Evidence that wins Minnesota UM/UIM disputes
Evidence preservation matters even more in Minnesota than in other jurisdictions because of the state's civil procedure rules around spoliation. The first 30 days after the incident are decisive: medical records, photographs of injuries and the scene, witness contact information, and any video footage (residential doorbell cameras, retail security systems, dashcam) all need to be secured before they are overwritten or discarded. Minnesota courts can impose evidentiary sanctions on parties who lose control of relevant evidence after notice of a potential claim.
Real-world Minnesota UM/UIM case patterns
Real Minnesota case patterns illustrate the legal rules. A typical scenario: a driver is rear-ended at a red light in a Minnesota intersection, sustains a soft-tissue cervical strain plus a more serious lumbar disc protrusion that requires steroid injections and eventually a microdiscectomy. The defendant's insurer offers $15,000 pre-suit; the case settles at $185,000 after the demand package is upgraded with the surgical records and a future-care report from a board-certified orthopedist. The decisive evidence is the gap between the conservative-treatment phase and the surgical phase.
Mistakes that reduce Minnesota UM/UIM recovery
The most common mistakes Minnesota injury plaintiffs make are: (1) giving a recorded statement to the at-fault carrier without counsel, (2) signing medical authorizations that are broader than the case requires, (3) settling the property-damage claim and not realizing it can affect the bodily-injury claim, (4) waiting too long to seek treatment (creating "gap-in-treatment" arguments for the defense), and (5) posting about the incident or their injuries on social media. Each of these can substantially reduce settlement value.
Minnesota UM/UIM FAQ
Is UM coverage required in Minnesota?
Yes. Minnesota mandates UM coverage at a minimum of 30/60 under Minn. Stat. § 65B.49.
What is the difference between UM and UIM in Minnesota?
UM (uninsured motorist) pays when the at-fault driver has NO insurance. UIM (underinsured motorist) pays when the at-fault driver has SOME insurance but their limits are inadequate to cover your damages. Minnesota policies typically bundle the two together, though limits and exclusions can differ.
Can I stack UM coverage in Minnesota?
Minnesota allows stacking with limitations or offsets. The specific rule (limited) depends on your policy language and recent appellate decisions.
What if the at-fault driver fled the scene?
UM coverage on your own policy applies to hit-and-run / phantom-vehicle scenarios in Minnesota, typically subject to physical-contact or independent-corroboration requirements set by your policy.
Do I need to notify my insurer before settling with the at-fault driver?
Yes. Almost every Minnesota UM/UIM policy requires written notice and consent before settling with the at-fault liability carrier.

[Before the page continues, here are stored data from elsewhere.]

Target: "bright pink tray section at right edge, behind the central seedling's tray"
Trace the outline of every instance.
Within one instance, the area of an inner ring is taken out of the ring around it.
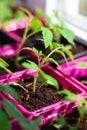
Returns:
[[[65,63],[65,64],[61,65],[60,67],[57,67],[57,69],[66,73],[67,75],[75,77],[75,78],[81,78],[81,77],[87,76],[87,68],[78,69],[76,67],[77,63],[79,63],[79,62],[87,63],[87,56],[83,56],[81,58],[78,58],[78,59],[75,59],[68,63]]]

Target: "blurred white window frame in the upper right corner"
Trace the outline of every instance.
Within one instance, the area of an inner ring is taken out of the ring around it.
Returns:
[[[58,10],[61,19],[75,33],[76,39],[87,45],[87,17],[79,13],[79,0],[46,0],[46,13]]]

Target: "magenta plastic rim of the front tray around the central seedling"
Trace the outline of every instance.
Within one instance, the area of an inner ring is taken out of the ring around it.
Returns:
[[[74,81],[70,81],[66,75],[61,73],[60,71],[57,71],[53,69],[51,66],[46,65],[42,68],[46,73],[53,76],[63,87],[63,89],[68,89],[70,91],[74,91],[77,94],[84,94],[85,89],[82,87],[79,87],[78,84]],[[25,69],[23,71],[15,72],[14,75],[5,75],[1,76],[0,78],[0,84],[7,84],[9,82],[17,82],[20,79],[26,79],[31,78],[35,75],[35,71],[30,71],[28,69]],[[67,115],[70,112],[73,112],[76,108],[76,105],[73,102],[69,101],[60,101],[57,103],[54,103],[52,105],[46,106],[44,108],[41,108],[39,110],[35,111],[28,111],[26,110],[21,104],[19,104],[12,96],[10,95],[4,95],[6,98],[8,98],[11,102],[13,102],[16,107],[21,111],[22,114],[24,114],[28,120],[31,120],[33,118],[36,118],[38,116],[42,116],[42,122],[41,124],[45,124],[49,120],[56,118],[59,114]]]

Settling without consent can void UM/UIM coverage by extinguishing the carrier\'s subrogation rights.
How long do I have to file a UM/UIM claim in Minnesota?
The policy itself sets the notice deadline (often "as soon as practicable" or 30-180 days). The underlying personal-injury SOL is 6 years under Minn. Stat. § 541.05, and most courts treat UM claims as contractual , meaning the contractual limitations period in the policy may also apply.
Related Minnesota topics
Sources
- Minnesota UM/UIM statute: Minn. Stat. § 65B.49.
- Auto-insurance framework: Minn. Stat. § 65B.44.
- Personal-injury SOL: Minn. Stat. § 541.05.
- Industry data: Insurance Information Institute uninsured-driver statistics.
Last verified against primary sources on 2026-05-16.